It’s a situation all too familiar to a lot of us: we’ve hosted an event that required cake, the cake was sliced, dispersed among guests, and enjoyed by all. Fast-forward to a few hours later when after all of the dishes have been washed and your house is no longer chaotic, when you think, I could go for another slice of cake. Unfortunately, when you go to slice the cake you realize that no matter how you slice it, you’re going to have a dry side of the slice because two parts of the cake have been exposed. Luckily a scientist by the name of Sir Francis Galton figured out the perfect way to cut a cake. In 1906. Let’s not waste a second more.
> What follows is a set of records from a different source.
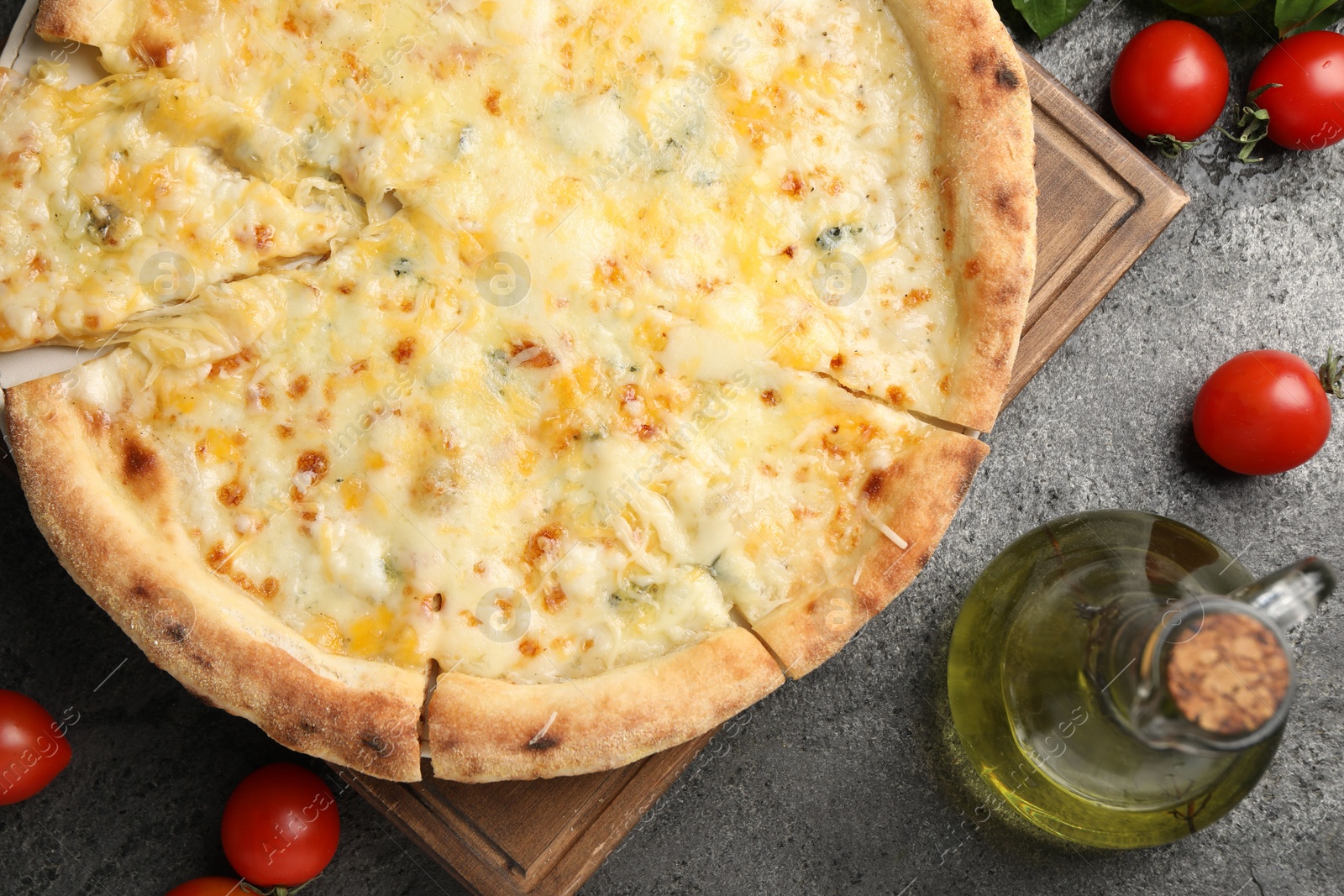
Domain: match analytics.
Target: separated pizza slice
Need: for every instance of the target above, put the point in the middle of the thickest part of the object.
(139, 192)
(864, 208)
(773, 490)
“CHRISTMAS suggests cakes, and these the wish on my part to describe a method of cutting them that I have recently devised to my own amusement and satisfaction. The problem to be solved was, “given a round tea-cake of some 5 inches across, and two persons of moderate appetite to eat it, in what way should it be cut so as to leave a minimum of exposed surface to become dry?” The ordinary method of cutting out a wedge is very faulty in this respect. The results to be aimed at are so to cut the cake that the remaining portions shall fit together. Consequently the chords (or the arcs) of the circumferences of these portions must be equal. The direction of the first two vertical planes of section is unimportant; they may be parallel, as in the first figure, or they may enclose a wedge. The cuts shown on the figures represent those made with the intention of letting the cake last for three days, each successive operation having removed about one-third of the area of the original disc. A common india-rubber band embraces the whole and keeps its segments together.” (source)
So, all in all, is this an effective method? Ehh, the jury is still out on that one because this method works best when expecting a lot of leftovers. The fault doesn’t lie in the way the cake is cut, but in how you plan to keep it together. We just can’t imagine that a cake with a lot of frosting or decoration on the side would fare well using this method with the rubber band cutting into it. The moral of the story? Don’t be a quitter, just eat a whole cake by yourself! Or you could invite some friends over, we suppose. Either way, go ahead and have your cake and eat it too.